Sedge Warbler

Acrocephalus schoenobaenus

Ceolaire cíbe

Status: Widespread summer visitor to wetlands from April to September throughout Ireland

Conservation Concern: Green-listed in Ireland. The European population is considered to be Secure.

Identification: A typical small warbler, about the same size as a Robin. Ages and sexes are similar in appearance. A buffy-brown colour all over, paler on the underparts. The crown is black, with a broad beige supercilium extending to the nape. Has some faint dark streaking on the back. Juvenile birds may have some dark spotting on the breast, but do not differ otherwise from adults.

Similar Species: Reed Warbler and other warbler species.
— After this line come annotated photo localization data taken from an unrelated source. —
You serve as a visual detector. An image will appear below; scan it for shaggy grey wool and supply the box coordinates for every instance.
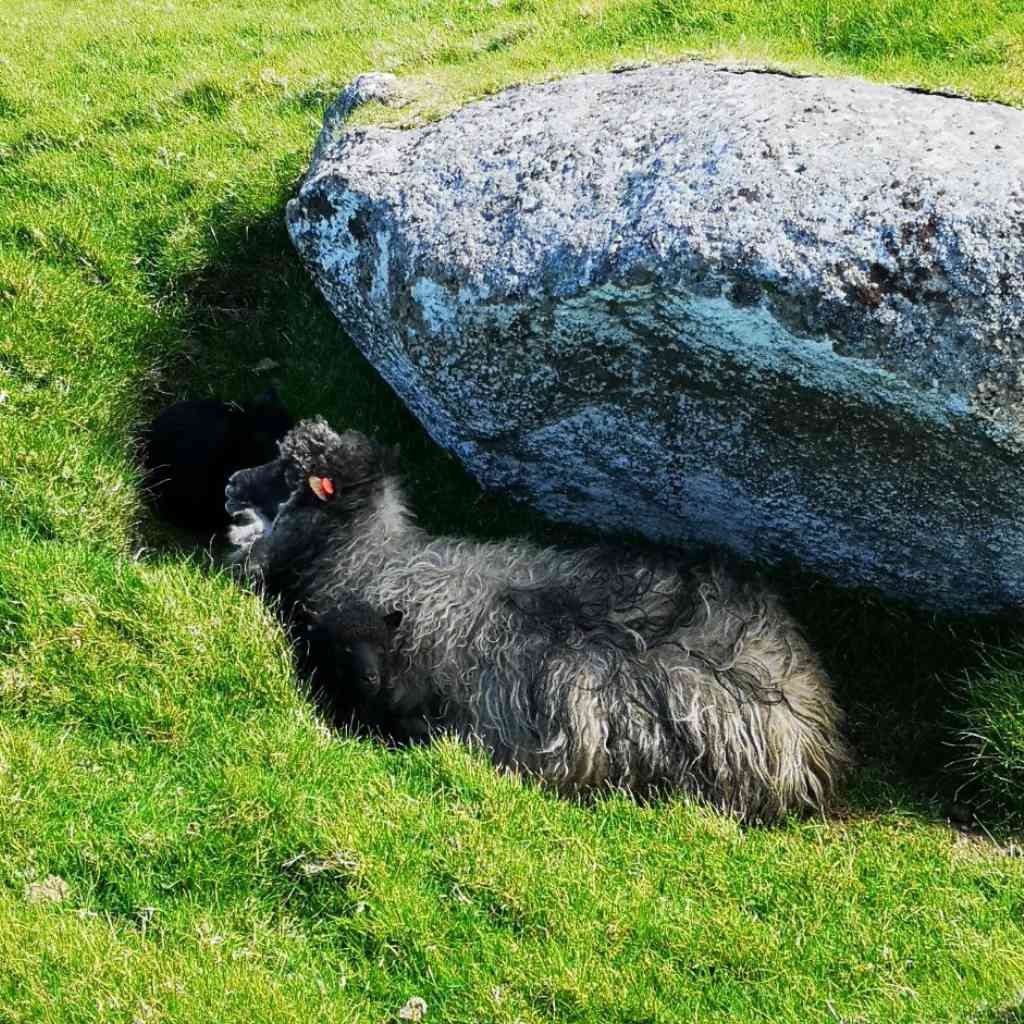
[228,418,851,822]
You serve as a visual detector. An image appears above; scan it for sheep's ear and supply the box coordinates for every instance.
[309,475,335,501]
[384,609,403,631]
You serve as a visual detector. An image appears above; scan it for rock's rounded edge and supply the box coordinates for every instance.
[310,72,401,166]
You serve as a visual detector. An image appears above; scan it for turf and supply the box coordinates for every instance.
[3,1,1024,1021]
[955,647,1024,831]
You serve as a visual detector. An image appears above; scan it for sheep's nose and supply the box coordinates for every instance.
[223,474,247,514]
[224,473,247,503]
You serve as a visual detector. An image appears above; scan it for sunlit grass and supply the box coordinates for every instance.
[3,0,1024,1020]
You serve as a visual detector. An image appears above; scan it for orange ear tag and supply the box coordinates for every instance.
[308,476,335,501]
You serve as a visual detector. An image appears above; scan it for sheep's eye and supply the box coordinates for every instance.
[341,646,351,654]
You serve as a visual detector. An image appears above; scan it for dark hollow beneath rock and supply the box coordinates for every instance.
[143,391,292,533]
[287,65,1024,614]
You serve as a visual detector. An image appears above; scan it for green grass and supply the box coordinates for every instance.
[956,649,1024,831]
[3,0,1024,1020]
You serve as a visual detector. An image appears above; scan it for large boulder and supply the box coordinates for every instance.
[286,63,1024,615]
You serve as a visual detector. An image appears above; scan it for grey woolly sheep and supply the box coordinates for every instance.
[226,417,850,821]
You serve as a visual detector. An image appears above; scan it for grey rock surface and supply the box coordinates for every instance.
[287,62,1024,614]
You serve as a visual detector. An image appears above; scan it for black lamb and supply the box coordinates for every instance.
[143,388,292,533]
[295,596,419,740]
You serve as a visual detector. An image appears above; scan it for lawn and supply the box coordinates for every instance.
[2,1,1024,1021]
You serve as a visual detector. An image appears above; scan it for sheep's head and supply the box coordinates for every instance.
[303,596,404,707]
[225,418,397,548]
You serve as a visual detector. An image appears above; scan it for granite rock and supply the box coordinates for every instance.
[287,63,1024,613]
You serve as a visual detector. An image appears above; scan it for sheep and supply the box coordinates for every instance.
[293,595,425,742]
[143,388,292,532]
[225,417,850,821]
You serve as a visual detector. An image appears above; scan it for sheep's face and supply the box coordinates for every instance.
[225,417,394,547]
[224,456,298,549]
[305,604,404,704]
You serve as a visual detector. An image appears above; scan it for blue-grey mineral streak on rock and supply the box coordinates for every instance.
[286,62,1024,614]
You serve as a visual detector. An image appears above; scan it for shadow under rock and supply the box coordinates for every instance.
[144,202,558,545]
[779,563,1020,828]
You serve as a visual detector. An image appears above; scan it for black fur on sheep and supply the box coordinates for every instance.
[143,388,292,533]
[294,595,420,741]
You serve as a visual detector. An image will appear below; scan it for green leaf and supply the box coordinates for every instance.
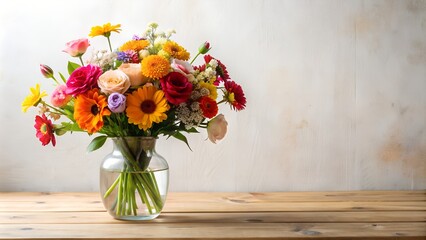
[172,132,192,151]
[87,135,108,152]
[114,60,123,69]
[67,61,81,75]
[58,72,67,83]
[185,127,199,133]
[60,122,81,132]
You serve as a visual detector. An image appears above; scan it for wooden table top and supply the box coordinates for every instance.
[0,191,425,239]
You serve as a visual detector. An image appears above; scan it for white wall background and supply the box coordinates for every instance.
[0,0,425,192]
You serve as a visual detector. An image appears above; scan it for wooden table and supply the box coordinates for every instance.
[0,191,425,239]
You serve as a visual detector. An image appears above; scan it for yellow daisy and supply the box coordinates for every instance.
[89,23,121,37]
[141,55,170,79]
[22,84,47,112]
[126,86,169,131]
[119,40,150,52]
[162,41,190,61]
[199,81,217,100]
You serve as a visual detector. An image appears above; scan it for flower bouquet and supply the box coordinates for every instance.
[22,22,246,219]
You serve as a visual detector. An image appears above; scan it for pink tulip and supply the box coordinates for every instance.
[63,38,90,57]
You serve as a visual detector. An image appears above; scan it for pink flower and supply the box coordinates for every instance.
[171,59,194,75]
[207,114,228,143]
[160,72,192,105]
[40,64,54,78]
[66,64,102,96]
[63,38,90,57]
[51,85,71,107]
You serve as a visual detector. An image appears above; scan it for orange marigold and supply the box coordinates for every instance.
[162,41,190,61]
[141,55,170,79]
[119,39,149,52]
[74,89,111,134]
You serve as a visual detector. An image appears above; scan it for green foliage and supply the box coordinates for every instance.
[87,135,108,152]
[67,61,81,75]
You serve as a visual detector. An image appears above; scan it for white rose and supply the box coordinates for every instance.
[97,70,130,95]
[207,114,228,144]
[118,63,147,87]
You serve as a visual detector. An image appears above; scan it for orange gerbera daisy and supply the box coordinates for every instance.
[162,41,190,61]
[126,86,169,131]
[119,39,149,52]
[141,55,170,79]
[89,23,121,38]
[74,89,111,134]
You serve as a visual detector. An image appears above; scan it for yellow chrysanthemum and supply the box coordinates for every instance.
[126,86,169,131]
[162,41,190,61]
[22,84,47,112]
[199,81,217,100]
[119,40,150,52]
[141,55,170,79]
[89,23,121,37]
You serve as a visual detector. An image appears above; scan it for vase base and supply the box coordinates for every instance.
[113,214,160,221]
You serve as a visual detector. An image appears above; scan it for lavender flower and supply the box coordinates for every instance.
[108,93,126,113]
[116,50,139,63]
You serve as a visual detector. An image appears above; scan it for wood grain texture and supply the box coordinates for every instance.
[0,191,425,239]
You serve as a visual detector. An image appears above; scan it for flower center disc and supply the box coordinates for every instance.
[141,100,156,114]
[91,104,99,115]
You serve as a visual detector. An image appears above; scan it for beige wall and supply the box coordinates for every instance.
[0,0,425,191]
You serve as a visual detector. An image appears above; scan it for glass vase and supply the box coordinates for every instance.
[100,137,169,220]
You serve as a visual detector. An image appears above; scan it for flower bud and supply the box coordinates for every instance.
[198,41,211,54]
[40,64,54,78]
[207,114,228,143]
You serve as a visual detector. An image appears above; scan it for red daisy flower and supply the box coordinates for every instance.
[199,96,218,118]
[34,114,56,146]
[204,55,230,80]
[224,81,246,111]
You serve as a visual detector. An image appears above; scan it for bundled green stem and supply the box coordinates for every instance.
[103,137,164,217]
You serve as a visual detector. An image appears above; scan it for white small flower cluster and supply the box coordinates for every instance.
[194,59,218,83]
[88,50,117,71]
[176,102,204,130]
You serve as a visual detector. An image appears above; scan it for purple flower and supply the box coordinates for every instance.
[108,93,126,113]
[132,35,145,40]
[116,50,139,63]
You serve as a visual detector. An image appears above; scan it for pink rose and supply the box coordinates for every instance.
[51,85,71,107]
[66,64,102,96]
[98,70,130,94]
[118,63,147,87]
[207,114,228,143]
[171,59,194,75]
[63,38,90,57]
[160,72,192,105]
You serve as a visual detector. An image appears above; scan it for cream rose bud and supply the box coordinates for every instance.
[118,63,146,87]
[207,114,228,144]
[97,70,130,95]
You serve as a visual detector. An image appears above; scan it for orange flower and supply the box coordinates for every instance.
[119,40,149,52]
[141,55,170,79]
[126,86,169,131]
[74,89,111,133]
[162,41,190,61]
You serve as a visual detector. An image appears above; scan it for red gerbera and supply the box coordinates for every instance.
[224,81,246,111]
[34,114,56,146]
[199,96,218,118]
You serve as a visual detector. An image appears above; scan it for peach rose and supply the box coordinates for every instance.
[207,114,228,143]
[119,63,147,87]
[97,70,130,95]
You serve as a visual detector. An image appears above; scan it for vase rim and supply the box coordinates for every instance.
[110,136,158,140]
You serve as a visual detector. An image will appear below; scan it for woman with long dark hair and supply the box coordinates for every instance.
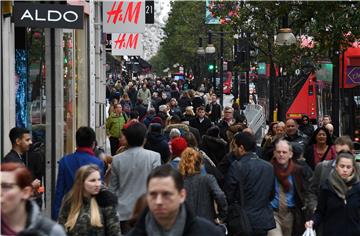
[304,127,336,169]
[58,165,120,236]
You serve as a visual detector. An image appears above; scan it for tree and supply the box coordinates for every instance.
[210,1,360,129]
[150,1,233,80]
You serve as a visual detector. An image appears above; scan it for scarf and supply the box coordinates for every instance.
[76,147,95,156]
[145,204,186,236]
[328,169,360,200]
[272,159,295,192]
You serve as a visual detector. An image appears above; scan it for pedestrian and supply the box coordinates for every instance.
[179,147,227,223]
[189,106,212,137]
[58,165,120,236]
[1,127,43,206]
[52,127,105,220]
[201,126,227,166]
[205,93,222,124]
[304,127,336,170]
[137,83,151,106]
[284,119,309,153]
[106,103,128,155]
[1,163,66,235]
[305,152,360,236]
[261,121,278,149]
[126,165,225,235]
[144,123,170,164]
[225,132,275,236]
[299,115,314,137]
[267,139,312,236]
[109,122,161,234]
[169,136,188,169]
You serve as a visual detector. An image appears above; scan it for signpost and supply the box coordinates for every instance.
[347,66,360,84]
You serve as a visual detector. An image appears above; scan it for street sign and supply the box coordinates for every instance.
[145,0,154,24]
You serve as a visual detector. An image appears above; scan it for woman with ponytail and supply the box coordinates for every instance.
[58,165,120,236]
[178,147,227,223]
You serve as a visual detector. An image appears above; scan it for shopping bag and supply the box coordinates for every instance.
[302,228,316,236]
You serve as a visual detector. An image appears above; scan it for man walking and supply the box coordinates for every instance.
[225,132,275,236]
[52,127,104,220]
[109,122,161,234]
[106,103,128,155]
[127,165,224,235]
[206,93,222,124]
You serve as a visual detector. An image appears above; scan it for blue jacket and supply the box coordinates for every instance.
[52,151,104,220]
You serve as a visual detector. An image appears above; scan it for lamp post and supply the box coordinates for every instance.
[269,14,296,122]
[197,37,205,88]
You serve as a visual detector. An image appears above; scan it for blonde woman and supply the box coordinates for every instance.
[58,165,120,236]
[178,147,228,223]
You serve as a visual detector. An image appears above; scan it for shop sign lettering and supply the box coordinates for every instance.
[103,1,145,33]
[111,33,143,56]
[14,3,83,29]
[347,66,360,84]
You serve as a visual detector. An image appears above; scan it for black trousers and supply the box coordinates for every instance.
[109,137,119,156]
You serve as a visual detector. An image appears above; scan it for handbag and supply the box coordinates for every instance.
[302,228,316,236]
[226,162,252,236]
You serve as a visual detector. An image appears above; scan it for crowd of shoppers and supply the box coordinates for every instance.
[2,74,360,236]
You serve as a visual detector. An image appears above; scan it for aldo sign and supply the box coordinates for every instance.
[14,3,83,29]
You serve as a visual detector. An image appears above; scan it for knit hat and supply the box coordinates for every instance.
[171,137,188,157]
[150,116,164,127]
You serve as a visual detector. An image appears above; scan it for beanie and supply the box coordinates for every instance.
[171,137,188,157]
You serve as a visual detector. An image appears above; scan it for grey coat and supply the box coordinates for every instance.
[109,147,161,221]
[18,200,66,236]
[184,174,228,222]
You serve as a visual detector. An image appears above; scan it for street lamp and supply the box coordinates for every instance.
[275,14,296,46]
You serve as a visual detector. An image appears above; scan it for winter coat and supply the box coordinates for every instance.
[53,151,105,220]
[137,88,151,105]
[313,180,360,236]
[299,123,314,137]
[144,132,170,164]
[106,112,128,138]
[304,144,336,170]
[184,174,228,222]
[201,135,228,166]
[225,152,276,232]
[58,190,120,236]
[109,147,161,221]
[205,102,222,123]
[11,201,66,236]
[178,97,192,112]
[189,117,212,137]
[126,204,224,236]
[283,131,309,154]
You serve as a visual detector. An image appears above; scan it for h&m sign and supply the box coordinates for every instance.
[14,3,83,29]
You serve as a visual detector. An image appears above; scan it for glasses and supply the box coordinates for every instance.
[1,183,18,191]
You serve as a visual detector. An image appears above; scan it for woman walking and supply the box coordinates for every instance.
[305,152,360,236]
[1,163,66,235]
[58,165,120,236]
[178,147,227,223]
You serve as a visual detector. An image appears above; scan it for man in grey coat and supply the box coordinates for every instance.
[109,122,161,234]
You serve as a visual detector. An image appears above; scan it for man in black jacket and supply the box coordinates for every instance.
[225,132,276,236]
[126,165,224,236]
[2,127,42,198]
[189,106,212,137]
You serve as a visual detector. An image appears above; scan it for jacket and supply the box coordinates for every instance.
[206,102,222,123]
[313,180,360,236]
[58,190,120,236]
[284,131,309,153]
[109,147,161,221]
[144,132,170,164]
[106,112,127,138]
[189,117,212,137]
[126,204,224,236]
[52,151,105,220]
[271,162,313,235]
[184,174,228,221]
[304,144,336,170]
[225,152,276,232]
[15,200,66,236]
[201,135,228,165]
[137,88,151,104]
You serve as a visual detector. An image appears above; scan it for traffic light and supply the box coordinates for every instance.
[208,63,214,72]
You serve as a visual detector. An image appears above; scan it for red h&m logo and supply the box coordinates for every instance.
[107,1,141,25]
[114,33,139,49]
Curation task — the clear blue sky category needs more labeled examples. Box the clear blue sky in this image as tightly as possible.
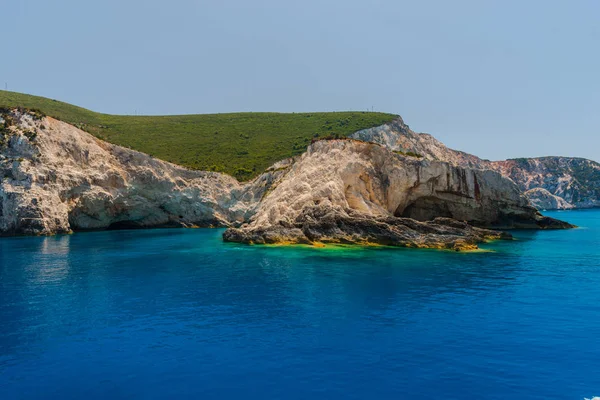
[2,0,599,162]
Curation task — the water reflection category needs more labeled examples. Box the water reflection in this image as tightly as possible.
[31,236,72,284]
[0,228,527,359]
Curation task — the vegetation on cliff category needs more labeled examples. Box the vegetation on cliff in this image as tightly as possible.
[0,90,397,180]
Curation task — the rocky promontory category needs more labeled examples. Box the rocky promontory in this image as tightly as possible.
[224,204,512,251]
[223,139,572,249]
[351,117,600,209]
[1,109,574,249]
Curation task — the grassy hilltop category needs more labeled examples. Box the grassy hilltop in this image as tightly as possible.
[0,90,397,180]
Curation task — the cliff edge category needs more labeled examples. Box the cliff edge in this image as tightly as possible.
[224,140,572,249]
[1,109,573,250]
[351,118,600,209]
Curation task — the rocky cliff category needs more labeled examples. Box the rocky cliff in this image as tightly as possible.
[224,140,571,249]
[1,109,572,249]
[523,188,574,210]
[351,118,600,209]
[493,157,600,209]
[0,109,289,235]
[350,118,488,169]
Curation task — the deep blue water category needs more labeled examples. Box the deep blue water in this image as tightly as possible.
[1,210,599,400]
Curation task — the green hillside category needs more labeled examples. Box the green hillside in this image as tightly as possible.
[0,90,397,180]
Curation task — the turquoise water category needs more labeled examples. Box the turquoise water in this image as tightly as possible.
[1,210,599,399]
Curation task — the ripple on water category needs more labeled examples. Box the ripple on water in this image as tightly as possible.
[0,210,599,399]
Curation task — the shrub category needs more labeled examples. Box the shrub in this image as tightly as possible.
[24,129,37,141]
[234,167,254,180]
[393,150,423,158]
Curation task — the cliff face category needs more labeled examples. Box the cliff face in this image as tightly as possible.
[224,140,570,248]
[352,118,600,209]
[350,118,488,169]
[0,110,288,235]
[523,188,574,210]
[492,157,600,209]
[0,110,572,246]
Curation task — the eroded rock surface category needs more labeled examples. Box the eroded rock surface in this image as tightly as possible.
[352,118,600,209]
[224,140,572,248]
[524,188,575,210]
[0,110,289,235]
[1,110,574,247]
[224,204,512,251]
[494,158,600,209]
[350,117,489,169]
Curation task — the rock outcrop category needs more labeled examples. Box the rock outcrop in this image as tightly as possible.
[224,204,512,251]
[350,117,489,169]
[0,109,574,248]
[352,118,600,209]
[224,140,572,248]
[524,188,574,210]
[493,157,600,209]
[0,110,289,235]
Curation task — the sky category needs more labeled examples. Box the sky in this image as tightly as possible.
[2,0,599,162]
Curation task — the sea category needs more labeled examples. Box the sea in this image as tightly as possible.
[1,210,599,400]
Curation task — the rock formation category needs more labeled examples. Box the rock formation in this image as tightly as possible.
[224,140,572,248]
[350,117,489,169]
[224,204,512,251]
[0,109,574,249]
[0,109,289,235]
[493,157,600,209]
[351,118,600,209]
[523,188,574,210]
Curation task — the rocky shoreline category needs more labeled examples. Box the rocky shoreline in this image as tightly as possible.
[222,139,574,250]
[223,204,515,251]
[0,109,577,249]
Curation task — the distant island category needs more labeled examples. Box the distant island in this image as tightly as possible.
[3,90,598,250]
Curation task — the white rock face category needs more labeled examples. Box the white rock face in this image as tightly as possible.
[493,158,600,209]
[524,188,574,210]
[231,139,560,238]
[0,111,289,235]
[352,118,600,209]
[0,110,572,238]
[351,118,489,169]
[255,139,520,226]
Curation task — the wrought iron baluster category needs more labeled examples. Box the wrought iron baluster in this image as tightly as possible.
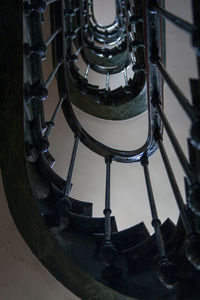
[130,51,136,64]
[152,100,194,184]
[74,26,81,35]
[65,7,80,17]
[84,64,90,79]
[64,135,79,197]
[24,0,59,15]
[150,4,196,34]
[141,156,165,257]
[154,58,196,121]
[91,34,94,44]
[44,96,64,138]
[156,138,200,270]
[129,31,134,41]
[156,137,192,235]
[44,60,63,88]
[25,28,62,58]
[141,156,177,289]
[40,12,45,23]
[192,0,200,65]
[105,73,110,91]
[76,46,82,56]
[45,28,62,47]
[101,155,122,280]
[104,156,112,244]
[123,67,128,86]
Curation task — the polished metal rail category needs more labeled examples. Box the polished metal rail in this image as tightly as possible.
[23,0,200,296]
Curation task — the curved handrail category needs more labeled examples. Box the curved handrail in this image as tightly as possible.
[11,0,200,298]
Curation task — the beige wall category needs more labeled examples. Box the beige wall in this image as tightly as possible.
[0,173,79,300]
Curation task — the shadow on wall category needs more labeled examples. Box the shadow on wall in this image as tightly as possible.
[0,172,79,300]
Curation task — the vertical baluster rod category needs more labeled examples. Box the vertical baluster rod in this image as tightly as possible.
[44,96,64,138]
[91,34,94,44]
[157,138,193,235]
[116,39,119,47]
[152,5,195,33]
[130,51,136,64]
[64,136,79,197]
[76,46,82,56]
[123,67,128,86]
[129,31,134,41]
[45,28,61,47]
[104,156,112,243]
[106,73,110,91]
[141,156,165,257]
[155,58,196,121]
[154,103,194,184]
[24,0,59,14]
[84,64,90,79]
[44,60,63,88]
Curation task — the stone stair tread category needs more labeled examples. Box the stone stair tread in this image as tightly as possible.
[38,183,93,217]
[36,153,66,189]
[95,222,150,251]
[69,212,118,234]
[124,218,175,263]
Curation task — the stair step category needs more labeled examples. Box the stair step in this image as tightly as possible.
[36,153,66,189]
[69,212,118,234]
[124,219,175,265]
[44,151,55,168]
[38,183,93,217]
[95,222,150,251]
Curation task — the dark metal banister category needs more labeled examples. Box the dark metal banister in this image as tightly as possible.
[154,58,197,121]
[44,96,64,138]
[101,156,121,279]
[86,1,122,45]
[60,0,159,162]
[156,138,193,236]
[44,60,63,88]
[61,0,157,161]
[153,101,195,185]
[151,4,196,33]
[22,0,200,295]
[71,0,131,75]
[156,137,200,270]
[24,0,60,15]
[141,156,166,258]
[45,28,62,47]
[143,1,200,272]
[141,155,177,289]
[64,135,79,197]
[104,156,112,244]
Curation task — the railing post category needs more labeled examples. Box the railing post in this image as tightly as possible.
[104,155,112,244]
[141,155,177,289]
[101,155,121,280]
[64,135,79,197]
[44,60,63,88]
[24,0,59,15]
[44,96,64,138]
[151,94,195,185]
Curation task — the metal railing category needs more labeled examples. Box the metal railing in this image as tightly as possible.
[23,0,200,297]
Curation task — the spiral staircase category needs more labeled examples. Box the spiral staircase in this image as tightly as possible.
[1,0,200,299]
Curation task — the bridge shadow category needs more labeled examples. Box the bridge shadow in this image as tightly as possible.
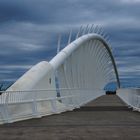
[74,95,132,111]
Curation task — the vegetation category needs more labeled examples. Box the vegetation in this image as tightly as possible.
[0,83,12,95]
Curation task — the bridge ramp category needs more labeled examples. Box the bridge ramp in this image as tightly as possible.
[0,95,140,140]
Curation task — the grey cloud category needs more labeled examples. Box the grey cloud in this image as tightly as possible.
[0,0,140,87]
[0,0,139,25]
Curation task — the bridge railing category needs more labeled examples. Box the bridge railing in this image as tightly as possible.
[0,88,104,124]
[117,88,140,112]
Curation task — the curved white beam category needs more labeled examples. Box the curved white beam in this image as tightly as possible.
[50,33,120,88]
[0,32,121,124]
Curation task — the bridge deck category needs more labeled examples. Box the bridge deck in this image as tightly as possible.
[0,95,140,140]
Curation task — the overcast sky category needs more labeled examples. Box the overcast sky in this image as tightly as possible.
[0,0,140,87]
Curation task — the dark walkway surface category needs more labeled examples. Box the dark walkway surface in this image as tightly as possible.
[0,95,140,140]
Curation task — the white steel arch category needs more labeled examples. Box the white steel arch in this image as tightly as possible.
[49,34,120,106]
[0,32,120,124]
[50,33,120,89]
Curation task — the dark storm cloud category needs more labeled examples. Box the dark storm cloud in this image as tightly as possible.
[0,0,53,23]
[0,0,139,25]
[0,0,140,87]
Call: The main call is a quiet “tschick”. The song is a loud, excited mix of various phrases and which may include some mimicry of other bird songs.

Diet: Feeds almost exclusively on insects and other invertebrates.

Breeding: Sedge Warblers breed on the edge of wetlands, especially in areas of wet grassland. Tends to avoid extensive areas of reedbeds. Migrants (especially in spring) can occasionally turn up in atypical habitat such as woodland or suburban gardens and may sing for a short while.

Wintering: Sedge Warblers winter in western and southern Africa.

Where to See: Widespread in Ireland. The East Coast Nature Reserve is a reliable site to see Sedge Warblers in spring and summer.

Monitored by: Countryside Bird Survey.